Visual observers on the ground sense at least some of the "missing" light that satellites don't see. That way of estimating the brightness of the night accounts for both the increase in light emissions and a trend toward bluer sources. Citizen-scientists also extend the reach of light pollution studies. It's often easier to recruit them to count stars where they live than place light sensors in the field. That is especially true in very remote locations around the globe.

But even considering that volunteers provided about 50,000 measurements in the preceding decade, the information is incomplete. Vast swathes of land contained no observers at all. That left scientists to make informed guesses in places like Africa, where satellites suggest night lights are increasing the fastest.

Although the study authors note that known methods of reducing light pollution yield reliable results, current initiatives aren't producing results. This concerns light pollution researchers and activists alike. Skyglow is one symptom of a larger problem involving overuse of artificial light at night. We know it has negative impacts on everything from wildlife to energy use, traffic safety, and more. It's about much more than whether we can see the stars at night.

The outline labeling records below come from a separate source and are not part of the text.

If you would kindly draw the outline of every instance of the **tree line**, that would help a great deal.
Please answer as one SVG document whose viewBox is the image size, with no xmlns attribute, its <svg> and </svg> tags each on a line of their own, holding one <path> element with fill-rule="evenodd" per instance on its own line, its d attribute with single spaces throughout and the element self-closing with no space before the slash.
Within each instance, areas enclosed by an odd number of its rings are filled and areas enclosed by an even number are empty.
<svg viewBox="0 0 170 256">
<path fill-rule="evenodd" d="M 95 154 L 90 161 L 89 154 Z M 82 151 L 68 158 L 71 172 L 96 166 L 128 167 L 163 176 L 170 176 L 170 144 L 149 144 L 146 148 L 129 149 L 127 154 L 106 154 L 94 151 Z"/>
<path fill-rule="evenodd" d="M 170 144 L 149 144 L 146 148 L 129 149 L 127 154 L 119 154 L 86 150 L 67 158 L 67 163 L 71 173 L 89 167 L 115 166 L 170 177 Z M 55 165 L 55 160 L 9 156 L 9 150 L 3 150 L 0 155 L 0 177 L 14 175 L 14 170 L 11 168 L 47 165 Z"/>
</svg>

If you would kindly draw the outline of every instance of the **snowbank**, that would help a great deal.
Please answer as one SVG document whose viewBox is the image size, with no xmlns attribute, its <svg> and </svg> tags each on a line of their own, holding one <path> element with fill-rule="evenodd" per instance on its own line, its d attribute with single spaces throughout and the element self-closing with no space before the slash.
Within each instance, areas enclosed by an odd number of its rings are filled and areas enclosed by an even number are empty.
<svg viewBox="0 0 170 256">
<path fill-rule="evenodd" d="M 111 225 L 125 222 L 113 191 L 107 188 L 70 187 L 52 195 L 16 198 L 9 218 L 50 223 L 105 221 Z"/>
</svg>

As more people realize the seriousness of the issue, governments are taking note. Countries like Mexico have recently classified light pollution as a form of environmental pollution. This can bring the mechanisms of existing environmental laws to bear on the problem.

The failure to reduce light pollution has real and lasting effects on communities. Wasted outdoor light at night involves measurable social and financial costs. Yet the new study authors admit that these messages about light pollution might heard by governments if the data were better geographically distributed.

More people participating in Globe at Night would improve the reliability of the results. If the number of participants increased by a factor of 10, we would begin to see trends on scales smaller than whole continents. As lead author Christopher Kyba said, "If we could do that, we would surely find places that are doing better than average, and we could try to figure out what they are doing right."